The output of early screening runs is very rarely a perfect drug candidate, but typically result in the identification of several compounds with some degree of activity. If these compounds share common chemical features and one or more pharmacophores can then be developed using a combination or hybrid approach.
Following screening, medicinal chemists use structure-activity relationships (SARs) to improve certain features of the lead compound including increased activity against the chosen target, reduced activity against unrelated targets, improved drug likeness, and ADME properties of the molecule. This process usually occurs through several iterative screening runs and leads to an improvement in the properties of the new molecular entities.
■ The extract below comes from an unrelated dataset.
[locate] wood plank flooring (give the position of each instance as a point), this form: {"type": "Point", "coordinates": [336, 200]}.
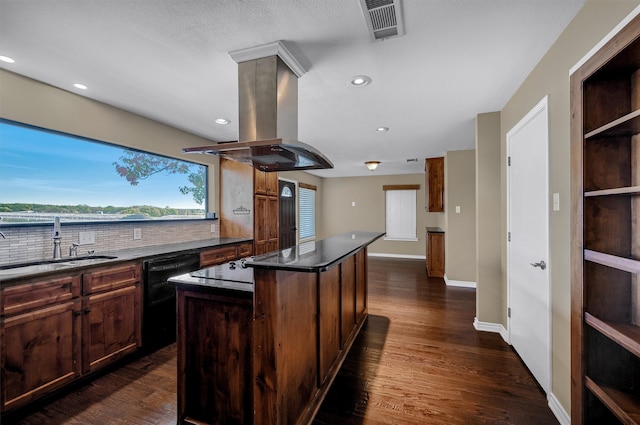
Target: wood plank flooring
{"type": "Point", "coordinates": [417, 360]}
During the next stage, the candidate compounds undergo in vitro and in, vivo testing for activity in the disease model of choice.
This enables:
- Synthesis of the lead compounds
- New analogues with improved potency
- Reduction in off-target activities
- Assessment and application of physiochemical and/or metabolic
properties indicating of reasonable in vivo pharmacokinetics
Following this, further optimisation occurs through chemical modification, modifications through structure-activity analysis (SAR), and structure-based design.
The latter stages of drug discovery requires process development to allow scale-up and technology transfer at a later date for commercial and GMP manufacture. Project management forms a key component of drug
development to manage and maintain budgets, timeframes, and commercial objectives.
The process is broadly split into three main areas, which are outlined below.
Drug discovery process
1. Discovery to Development Track
The drug discovery to development process is used by pharmaceutical companies to identify a target product profile (TPP). This establishes important clinical and CMC attributes, drives clinical plans, reflects the anticipated label, drives the company portfolio value and ranking, and guides decision-making.
2. Nonclinical Development
Nonclinical development involves nonclinical safety evaluations, development of appropriate safety profiles, identification of targets, identification of methods for monitoring toxicity and clinical blood drug levels, assessment of toxicity observed in preclinical models (predictive of toxicity in patients), exposure adequacy and safety margins for patient population, and indication involved.
3. Clinical Development
The final stage of drug discovery is the clinical development. The wide range of activities here include the provision of clinical trials, regulatory filings, agency meetings and approval of all documentation obtained during the course of the drug discovery to development process. Clinical development is critical in establishing product quality, safety, and efficacy.